The dish origins in fact from central Italy, and calls for very few, precise ingredients: pasta (spaghetti or rigatoni), eggs, guanciale (cured pork cheek), pecorino romano cheese, black pepper. Each of these ingredients is essential. If you don’t have one, that’s no Carbonara you’re cooking and no, you can’t use pancetta or bacon instead. Despite being a very basic preparation, people tend to overcook eggs that end up being scrambled, and that’s when you get what I like to call ‘pasta with frittata’: it’s quite disgusting. Instead, a good Carbonara needs a smooth creamy mix of eggs and cheese, the eggs must start to gelatinize, but never to coagulate too much. It’s tricky, it’s very difficult to achieve the right consistency, either you overcook it with the results described, or you undercook and the eggs remain too liquid. So I came up with a method for Dummies that works all the time and I’m very happy to share it with you, so that you can spread the word, and maybe one day all the atrocities and mayhem will stop, and people will not put ketchup on Carbonara any more.

Special Equipment

  • a whisk
Created with Sketch. 30 min Created with Sketch. 2 servings


  • 200 grrigatoni
  • 2 eggs
  • 80 grguanciale
  • 50 grpecorino romano
  • 0.5 teaspoonblack pepper



  1. Start to put a big pot of water on the stove for cooking the pasta, as described in the related article here.
  2. Slice the guanciale in small strips, put them in a frying pan over medium/high without any oil, it’s not necessary: guanciale has a delicious fat/meat ratio of something like 85/15 so really, any extra fat here is redundant. Fry until crispy.
  3. In a metal bowl, or a sauce pan, mix together one full egg (white+yolk), one egg yolk, the grated pecorino cheese, and a lot of ground black pepper. Quantity of black pepper is up to your taste, but the recipe calls for A LOT. Mix it well using a whisk, you want everything to become as smooth as possible.
  4. Now the “for DUMMIES” part.  This is when you have to pay attention to the procedure. Put a small sauce pan with some water on the stove and bring it to a boil, place the bowl with eggs+cheese on top of it, add one tablespoon of pasta cooking water (yes, in the meanwhile you’re cooking the pasta of course).  The pasta cooking water is perfect for this (and for a lot of other pasta dishes) for two reasons: it’ s already salted, and contains the starch released from the pasta itself, that will help the egg sauce to get nice and creamy). Mix it all using the whisk. The steam coming from the boiling water underneath will very slowly help to gelatinize the egg mixture, the process is so slow that you can have full control over it and stop when you feel the consistency is right. If you feel like it’s getting too thick, or start to coagulate too much, remove the bowl from the boiling pot, and maybe add some more cooking water and keep on stirring.
  5. When the pasta is ready, drain it well in a colander, and without further ado, put it in the bowl with the egg mixture, add the fried guanciale, stir it well over the boiling water for one more minute, and quick as a flash serve it. 

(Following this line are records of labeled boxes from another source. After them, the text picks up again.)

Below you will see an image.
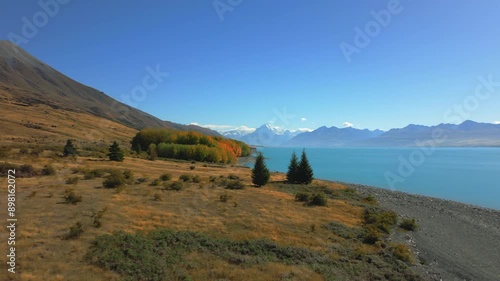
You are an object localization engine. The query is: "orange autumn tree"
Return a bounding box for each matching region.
[131,129,250,163]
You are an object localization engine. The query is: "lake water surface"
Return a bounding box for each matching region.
[254,147,500,209]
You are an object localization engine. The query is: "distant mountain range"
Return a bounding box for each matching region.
[222,120,500,147]
[221,124,307,146]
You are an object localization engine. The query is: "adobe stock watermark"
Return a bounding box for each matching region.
[212,0,243,22]
[86,64,170,140]
[7,0,71,49]
[339,0,411,63]
[384,74,500,190]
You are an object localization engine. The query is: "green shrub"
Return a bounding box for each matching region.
[363,207,398,234]
[18,164,38,178]
[63,189,82,205]
[227,174,241,181]
[179,175,191,182]
[191,175,201,183]
[226,180,245,189]
[219,192,231,202]
[63,222,84,240]
[135,177,149,184]
[309,193,328,206]
[295,192,311,202]
[90,207,108,228]
[363,194,378,205]
[83,169,106,180]
[66,177,80,184]
[389,243,413,264]
[160,173,172,181]
[399,218,418,231]
[102,170,125,188]
[153,193,162,201]
[166,181,184,191]
[42,164,56,176]
[149,179,161,186]
[123,170,134,184]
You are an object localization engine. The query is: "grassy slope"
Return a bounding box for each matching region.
[0,151,422,280]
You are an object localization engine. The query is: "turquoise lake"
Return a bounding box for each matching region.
[254,147,500,210]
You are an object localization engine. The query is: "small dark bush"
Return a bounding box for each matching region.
[165,181,184,191]
[219,192,231,202]
[123,170,134,184]
[91,207,108,228]
[42,164,56,176]
[363,194,378,205]
[226,180,245,189]
[102,171,125,188]
[18,164,38,178]
[389,243,413,264]
[309,193,328,206]
[66,177,80,184]
[295,192,311,202]
[83,169,106,180]
[160,173,172,181]
[399,218,418,231]
[63,222,84,240]
[63,189,82,205]
[135,178,149,184]
[191,175,201,183]
[227,174,241,181]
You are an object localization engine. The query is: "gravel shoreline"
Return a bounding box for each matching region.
[344,183,500,281]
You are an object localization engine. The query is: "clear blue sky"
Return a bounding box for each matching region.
[0,0,500,129]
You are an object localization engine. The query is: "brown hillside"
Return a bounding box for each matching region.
[0,41,217,135]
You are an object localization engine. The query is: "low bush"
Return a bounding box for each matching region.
[63,222,84,240]
[123,170,134,184]
[295,192,311,202]
[102,170,125,188]
[42,164,56,176]
[399,218,418,231]
[165,181,184,191]
[135,177,149,184]
[83,169,106,180]
[227,174,241,181]
[389,243,413,264]
[63,189,82,205]
[90,207,108,228]
[191,175,201,183]
[179,175,191,182]
[225,180,245,189]
[308,193,328,206]
[66,177,80,184]
[160,173,172,181]
[149,179,161,186]
[153,193,162,201]
[219,192,231,202]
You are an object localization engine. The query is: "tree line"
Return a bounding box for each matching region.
[131,129,250,163]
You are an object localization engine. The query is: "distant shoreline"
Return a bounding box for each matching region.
[343,180,500,281]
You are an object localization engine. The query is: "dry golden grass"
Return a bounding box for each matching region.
[0,102,137,145]
[0,154,370,280]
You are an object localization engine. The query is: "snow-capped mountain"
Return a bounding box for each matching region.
[221,124,310,146]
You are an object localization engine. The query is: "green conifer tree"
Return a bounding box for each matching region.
[252,153,270,187]
[108,141,123,162]
[297,150,314,184]
[63,140,76,157]
[286,151,299,183]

Just to show you that I am a nice person open-minded and all, I tried to do carbonara with bacon. It was fit to be consumed as food (this is the definition of “eatable”, I like it!) but it was no carbonara really.

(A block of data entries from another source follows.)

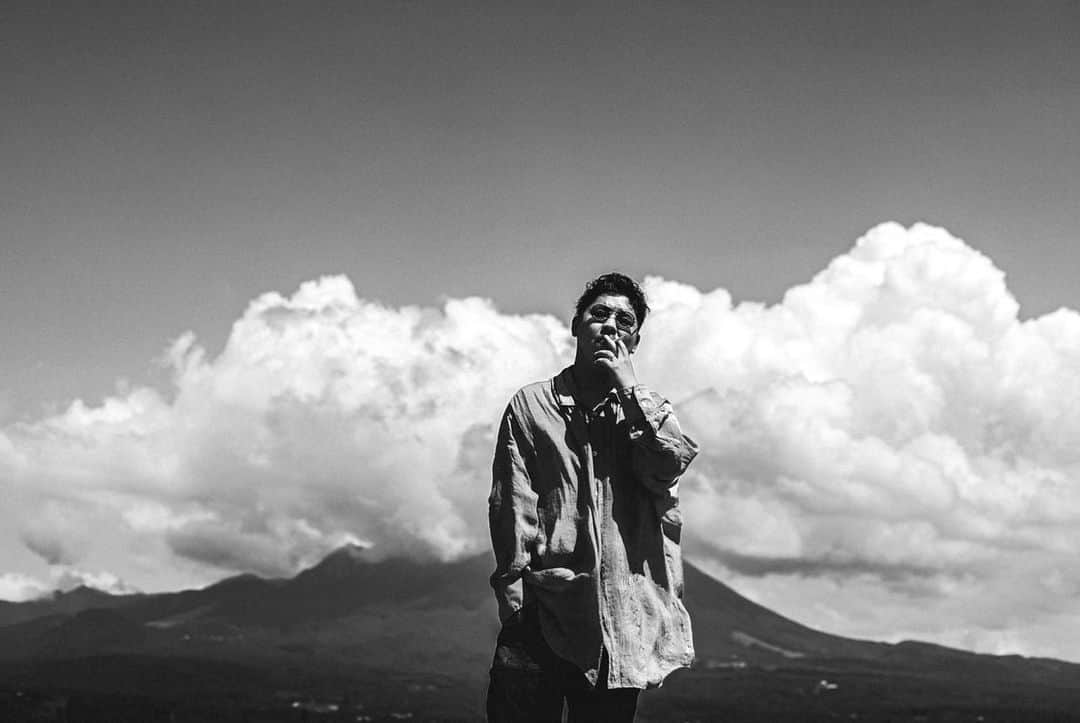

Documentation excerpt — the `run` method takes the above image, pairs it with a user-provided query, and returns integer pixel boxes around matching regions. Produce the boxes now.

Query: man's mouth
[596,336,616,351]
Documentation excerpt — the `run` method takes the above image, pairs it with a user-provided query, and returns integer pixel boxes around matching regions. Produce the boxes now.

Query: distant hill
[0,547,1080,720]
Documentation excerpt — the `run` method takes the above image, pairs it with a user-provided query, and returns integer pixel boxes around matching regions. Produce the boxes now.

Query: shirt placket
[585,402,619,681]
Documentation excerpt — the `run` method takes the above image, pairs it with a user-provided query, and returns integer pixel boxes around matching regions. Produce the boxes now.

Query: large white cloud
[0,224,1080,655]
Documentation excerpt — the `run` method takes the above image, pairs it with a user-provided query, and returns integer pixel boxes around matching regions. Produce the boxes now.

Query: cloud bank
[0,224,1080,657]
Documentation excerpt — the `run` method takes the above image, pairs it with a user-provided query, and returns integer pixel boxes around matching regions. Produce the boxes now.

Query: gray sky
[6,1,1080,658]
[0,2,1080,418]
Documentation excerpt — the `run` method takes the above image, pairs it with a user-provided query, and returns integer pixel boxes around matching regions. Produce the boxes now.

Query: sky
[0,1,1080,660]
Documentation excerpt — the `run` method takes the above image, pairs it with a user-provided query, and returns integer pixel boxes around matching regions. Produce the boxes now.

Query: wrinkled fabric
[488,367,698,688]
[486,605,640,723]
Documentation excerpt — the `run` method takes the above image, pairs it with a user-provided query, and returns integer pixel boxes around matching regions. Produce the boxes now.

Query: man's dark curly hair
[573,271,649,330]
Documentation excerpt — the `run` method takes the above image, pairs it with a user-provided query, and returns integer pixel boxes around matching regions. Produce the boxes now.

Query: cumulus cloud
[0,573,50,602]
[0,224,1080,655]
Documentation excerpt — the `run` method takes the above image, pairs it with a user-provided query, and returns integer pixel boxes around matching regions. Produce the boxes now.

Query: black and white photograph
[0,0,1080,723]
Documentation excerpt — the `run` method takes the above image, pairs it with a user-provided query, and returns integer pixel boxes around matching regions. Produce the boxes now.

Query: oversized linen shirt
[488,367,698,688]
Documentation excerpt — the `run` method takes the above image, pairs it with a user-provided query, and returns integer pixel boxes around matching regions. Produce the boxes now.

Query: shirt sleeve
[488,402,538,622]
[620,385,698,494]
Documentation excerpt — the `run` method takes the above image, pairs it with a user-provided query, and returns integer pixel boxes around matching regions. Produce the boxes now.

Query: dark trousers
[487,605,640,723]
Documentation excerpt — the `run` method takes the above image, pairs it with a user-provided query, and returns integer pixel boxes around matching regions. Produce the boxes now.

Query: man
[487,273,698,723]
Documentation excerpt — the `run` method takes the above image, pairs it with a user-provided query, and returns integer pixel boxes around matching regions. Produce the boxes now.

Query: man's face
[570,294,640,360]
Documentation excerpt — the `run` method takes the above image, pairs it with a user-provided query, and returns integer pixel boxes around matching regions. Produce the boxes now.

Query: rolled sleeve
[624,385,698,493]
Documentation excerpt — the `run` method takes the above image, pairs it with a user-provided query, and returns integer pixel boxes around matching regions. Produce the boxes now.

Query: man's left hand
[593,337,637,389]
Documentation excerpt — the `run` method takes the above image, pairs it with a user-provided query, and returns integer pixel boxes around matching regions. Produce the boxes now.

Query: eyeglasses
[589,304,637,334]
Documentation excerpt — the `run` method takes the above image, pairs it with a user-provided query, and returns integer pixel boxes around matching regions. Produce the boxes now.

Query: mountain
[0,547,1080,720]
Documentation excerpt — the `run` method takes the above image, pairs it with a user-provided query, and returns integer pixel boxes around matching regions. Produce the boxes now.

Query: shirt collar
[552,366,618,412]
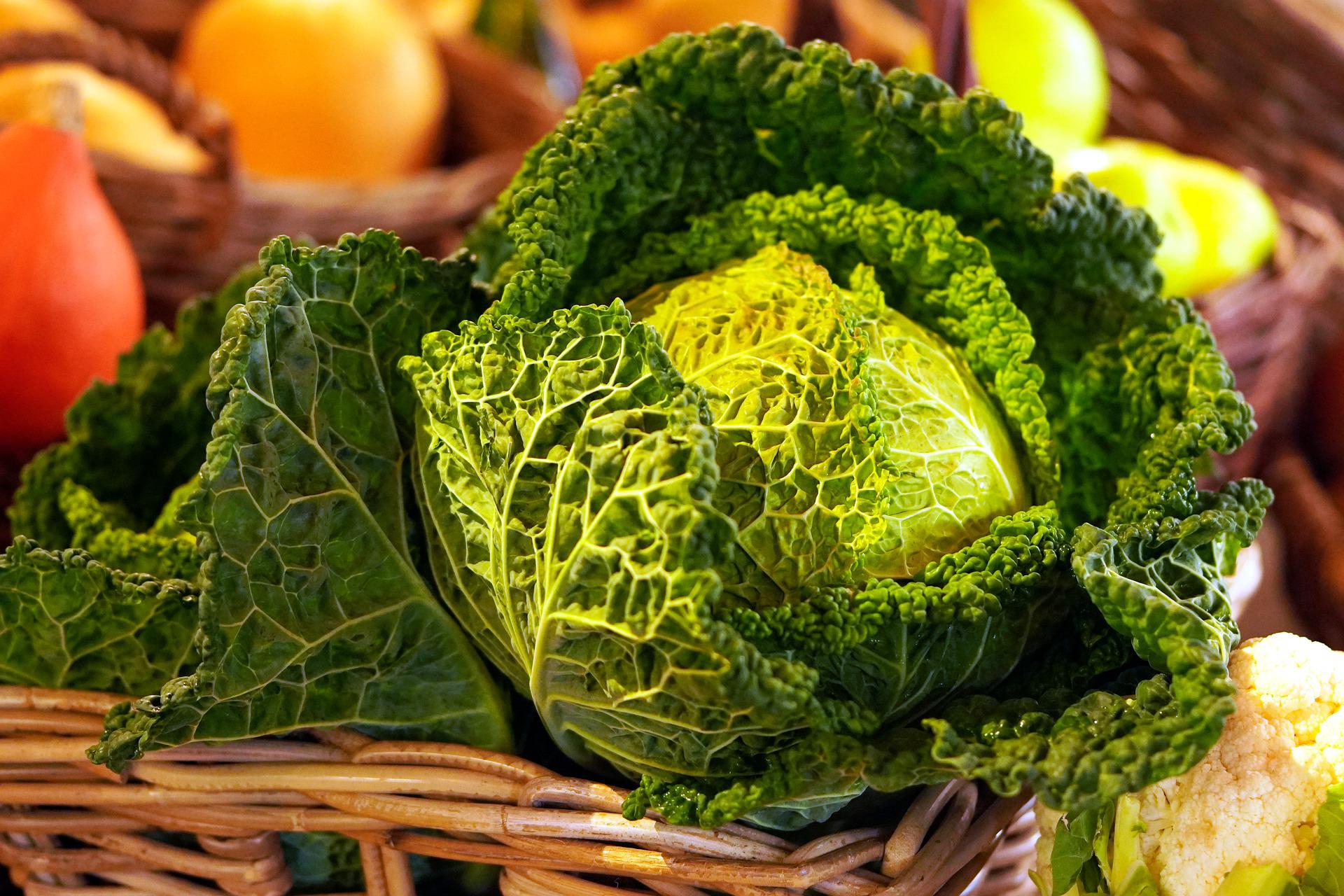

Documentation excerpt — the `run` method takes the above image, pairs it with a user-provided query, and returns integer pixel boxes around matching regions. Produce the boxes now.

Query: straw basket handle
[919,0,976,94]
[0,27,238,259]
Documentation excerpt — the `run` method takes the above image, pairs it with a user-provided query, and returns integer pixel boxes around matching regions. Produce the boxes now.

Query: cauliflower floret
[1138,634,1344,896]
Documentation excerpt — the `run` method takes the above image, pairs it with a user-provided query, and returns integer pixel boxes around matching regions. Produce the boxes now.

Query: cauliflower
[1037,634,1344,896]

It all comes down to how guanciale and bacon are made: the curing processes are in fact very different. Guanciale is cured for three months, hanged in dry cold rooms after being dry-rubbed with abundant salt, pepper, garlic and rosemary. Bacon is brine-cured for a few days in salty water only, and then cold-smoked (at least, most of the time). Plus guanciale has a very different fat-meat ratio, as we have seen. All this is very important for the final taste: the delicate spiced flavours of crunchy guanciale are paramount in the final dish, while bacon’s smokyness is a very big NO-NO.

EXTRA TIP: If you’re cooking this for more than two people,  you will need to use more eggs of course. Try always to keep the eggyolk-eggwhite ratio 2:1. Or even 3:1 if you’re making a lot of it.